Doctorate thesis of Montpellier University
Thusday december 16 at 2pm, Amphi Philippe Lamour
A live streaming video is available on this link: https://youtu.be/RE8xCw99FIQ
Research of molecular players involved in the determinate growth of rootlets of white lupin cluster roots
Doctorale school : GAIA – Biodiversité, Agriculture, Alimentation, Environnement, Terre, Eau
Spéciality : BIDAP – Biologie, Interactions, Diversité Adaptative des Plantes
Montpellier university
Team: Development and Plasticity of the Root System
Jury:
Thierry M. DESNOS – Chargé de recherche CEA, HDR – Rapporteur
Florian M. FRUGIER – Directeur de recherche CNRS – Rapporteur
Anne REPELLIN – Professeur Univ. Paris-Est Créteil – Examinatrice
Claude PLASSARD – Directrice de recherche INRAE – Examinatrice
Laurent LAPLAZE – Directeur de recherche IRD – Examinateur
Patrick DOUMAS – Chercheur INRAE, HDR – Co-Directeur de thèse
Laurence MARQUES – Maitre de Conférence Univ. Montpellier, HDR – Co-Directrice de thèse
Abstract:
Phosphate (Pi) is an essential plant nutrient but by far the least mobile and least available for plants, therefore representing a limiting factor for their growth and development. It is well known that Pi deprivation triggers developmental adaptations in plants, including the modification of their root architecture. In white lupin (Lupinus albus), low Pi induces the formation of very specialized roots called cluster roots. These structures are made up of hundreds of short rootlets with a determinate growth, forming one or more very dense clusters. The spectacular ability of rootlets to improve Pi nutrition has been widely studied, though little information is known about the determinate development of these structures. My thesis project aims to unravel the molecular players involved in the determinate growth of white lupin rootlets.
To this extent, an anatomical and physiological description of the rootlets, combined with transcriptomic approaches, allowed us to define 5 developmental stages, leading to the identification of a major transition change in rootlet development, both at the structural and functional level. Indeed, rootlets evolve from a growth phase, involving root meristem activity, to a functional phase fully dedicated to nutrition in which the meristem has disappeared.
In order to unravel the molecular actors implied in rootlet determined growth, LaWOX5.1-like and LaWOX5.2-like, homologous genes of AtWOX5 known in the model plant Arabidopsis for being involved in the maintenance of the root meristem, were overexpressed in white lupin roots with hairy-root transformation. However, the obtained phenotypes did not allow us to confirm the involvement of LaWOX5.1-like and LaWOX5.2-like in the developmental transition of rootlets.

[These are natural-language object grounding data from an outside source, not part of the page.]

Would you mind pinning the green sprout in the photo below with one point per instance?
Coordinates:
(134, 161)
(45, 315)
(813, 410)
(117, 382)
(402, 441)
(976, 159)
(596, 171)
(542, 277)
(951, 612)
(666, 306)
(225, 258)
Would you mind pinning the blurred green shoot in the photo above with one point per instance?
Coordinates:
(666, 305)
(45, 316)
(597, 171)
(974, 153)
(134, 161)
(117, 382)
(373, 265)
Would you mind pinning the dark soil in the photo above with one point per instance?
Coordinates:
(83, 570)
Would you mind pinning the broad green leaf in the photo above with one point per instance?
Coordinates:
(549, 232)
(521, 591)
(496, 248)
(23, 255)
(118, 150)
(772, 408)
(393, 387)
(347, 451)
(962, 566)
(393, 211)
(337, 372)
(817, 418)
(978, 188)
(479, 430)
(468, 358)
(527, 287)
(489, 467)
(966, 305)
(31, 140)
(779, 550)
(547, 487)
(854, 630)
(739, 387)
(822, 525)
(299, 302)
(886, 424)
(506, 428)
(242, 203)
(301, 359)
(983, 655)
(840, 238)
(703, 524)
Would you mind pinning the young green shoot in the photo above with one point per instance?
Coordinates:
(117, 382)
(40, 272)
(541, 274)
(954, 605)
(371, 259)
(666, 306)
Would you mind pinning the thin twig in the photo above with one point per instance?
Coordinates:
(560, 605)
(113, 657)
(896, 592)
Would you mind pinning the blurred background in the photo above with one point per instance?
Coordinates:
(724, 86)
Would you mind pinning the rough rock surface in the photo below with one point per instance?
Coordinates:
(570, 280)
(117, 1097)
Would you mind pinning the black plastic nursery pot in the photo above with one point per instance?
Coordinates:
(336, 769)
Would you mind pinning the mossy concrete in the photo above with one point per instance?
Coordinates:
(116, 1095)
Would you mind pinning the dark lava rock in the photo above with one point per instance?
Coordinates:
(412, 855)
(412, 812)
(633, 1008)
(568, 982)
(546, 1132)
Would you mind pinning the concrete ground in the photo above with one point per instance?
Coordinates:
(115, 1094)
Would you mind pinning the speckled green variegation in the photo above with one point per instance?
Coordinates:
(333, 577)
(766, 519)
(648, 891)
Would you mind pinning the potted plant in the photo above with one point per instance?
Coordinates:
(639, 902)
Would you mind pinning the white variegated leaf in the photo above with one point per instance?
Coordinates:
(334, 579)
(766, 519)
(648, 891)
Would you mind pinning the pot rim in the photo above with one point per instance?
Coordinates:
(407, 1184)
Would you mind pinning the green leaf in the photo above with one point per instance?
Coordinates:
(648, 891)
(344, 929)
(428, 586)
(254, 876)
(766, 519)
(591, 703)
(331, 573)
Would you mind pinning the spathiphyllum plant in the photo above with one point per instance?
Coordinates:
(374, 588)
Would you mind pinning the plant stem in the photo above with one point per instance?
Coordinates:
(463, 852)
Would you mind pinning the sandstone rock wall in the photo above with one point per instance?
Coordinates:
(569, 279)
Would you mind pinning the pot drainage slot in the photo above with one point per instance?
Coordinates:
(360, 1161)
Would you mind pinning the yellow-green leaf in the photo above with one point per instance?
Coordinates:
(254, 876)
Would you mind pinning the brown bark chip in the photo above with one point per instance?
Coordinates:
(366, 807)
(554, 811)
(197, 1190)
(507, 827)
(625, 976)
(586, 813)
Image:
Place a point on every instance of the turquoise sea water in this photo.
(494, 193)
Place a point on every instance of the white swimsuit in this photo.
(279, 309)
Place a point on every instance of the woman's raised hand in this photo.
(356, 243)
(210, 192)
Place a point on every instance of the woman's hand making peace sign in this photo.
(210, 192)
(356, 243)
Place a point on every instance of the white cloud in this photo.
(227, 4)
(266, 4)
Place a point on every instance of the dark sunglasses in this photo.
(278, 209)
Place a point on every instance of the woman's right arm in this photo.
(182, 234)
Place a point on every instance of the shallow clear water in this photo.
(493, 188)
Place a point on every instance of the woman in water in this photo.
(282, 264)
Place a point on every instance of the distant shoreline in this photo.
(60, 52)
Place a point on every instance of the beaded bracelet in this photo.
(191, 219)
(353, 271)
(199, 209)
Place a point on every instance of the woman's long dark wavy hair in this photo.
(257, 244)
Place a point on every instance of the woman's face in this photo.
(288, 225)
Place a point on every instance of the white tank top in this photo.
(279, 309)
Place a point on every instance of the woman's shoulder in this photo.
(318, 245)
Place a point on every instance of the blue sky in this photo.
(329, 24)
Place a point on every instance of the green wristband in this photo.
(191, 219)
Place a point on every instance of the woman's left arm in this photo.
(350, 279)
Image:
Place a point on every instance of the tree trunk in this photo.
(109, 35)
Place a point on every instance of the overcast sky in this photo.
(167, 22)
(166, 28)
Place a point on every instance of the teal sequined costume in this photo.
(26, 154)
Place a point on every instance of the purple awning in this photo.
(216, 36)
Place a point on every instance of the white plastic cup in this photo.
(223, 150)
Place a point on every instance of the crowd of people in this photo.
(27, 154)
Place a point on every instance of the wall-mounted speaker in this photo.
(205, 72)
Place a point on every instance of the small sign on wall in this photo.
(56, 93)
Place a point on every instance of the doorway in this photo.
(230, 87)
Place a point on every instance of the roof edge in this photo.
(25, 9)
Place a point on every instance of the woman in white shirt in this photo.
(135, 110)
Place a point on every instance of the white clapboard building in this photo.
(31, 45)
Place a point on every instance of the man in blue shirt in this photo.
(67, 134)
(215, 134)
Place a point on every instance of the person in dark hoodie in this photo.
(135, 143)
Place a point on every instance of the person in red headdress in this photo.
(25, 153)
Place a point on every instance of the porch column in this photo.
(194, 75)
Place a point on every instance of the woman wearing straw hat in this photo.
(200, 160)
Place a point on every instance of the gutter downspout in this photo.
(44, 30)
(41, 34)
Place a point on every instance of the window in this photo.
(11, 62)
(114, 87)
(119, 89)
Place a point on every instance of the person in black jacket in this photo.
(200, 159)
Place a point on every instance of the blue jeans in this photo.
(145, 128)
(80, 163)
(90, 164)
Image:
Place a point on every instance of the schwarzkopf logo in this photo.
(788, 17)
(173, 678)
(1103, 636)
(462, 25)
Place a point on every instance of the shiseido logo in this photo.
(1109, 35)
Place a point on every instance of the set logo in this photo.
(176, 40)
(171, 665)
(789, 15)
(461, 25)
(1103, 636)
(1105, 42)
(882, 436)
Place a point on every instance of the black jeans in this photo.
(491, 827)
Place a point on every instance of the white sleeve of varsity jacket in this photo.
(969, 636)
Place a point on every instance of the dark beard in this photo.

It is known that rootlets emerge in a successive manner along the cluster root leading to the formation of a continuous spatial gradient of rootlet development. Abnormally long rootlets, differing from standard short rootlets by their longer size, caught our attention. Anatomical studies showed that long rootlet apex structure is very similar to the cluster root indeterminate apex. A transcriptomic data set was generated, allowing to compare: long rootlets, cluster root apexes and normal rootlets. The study of the transcriptomic data set revealed the high expression of a network of genes involved in the meristem maintenance in long rootlets compared to normal rootlets. In addition, its analysis allowed the identification of LaRGF2-like gene, homologous to AtRGF2 peptide, known to be involved in the meristem maintenance. Overexpression of LaRGF2-like in white lupin roots seems to maintain meristem activity in transformed rootlets, suggesting that this gene is a key gene in the molecular switch leading to rootlet determined growth.
Finally, this thesis work has enabled the acquisition of knowledge and a better understanding of the molecular mechanisms involved in the determined growth of rootlets. In the long term, the understanding of the development of these special structures could make it possible to transfer the ability of producing cluster roots to other crop species, thereby improving their phosphate nutrition. Eventually, these studies will open up new perspectives regarding the improvement of plant Pi nutrition, allowing the decrease of fertilizer use.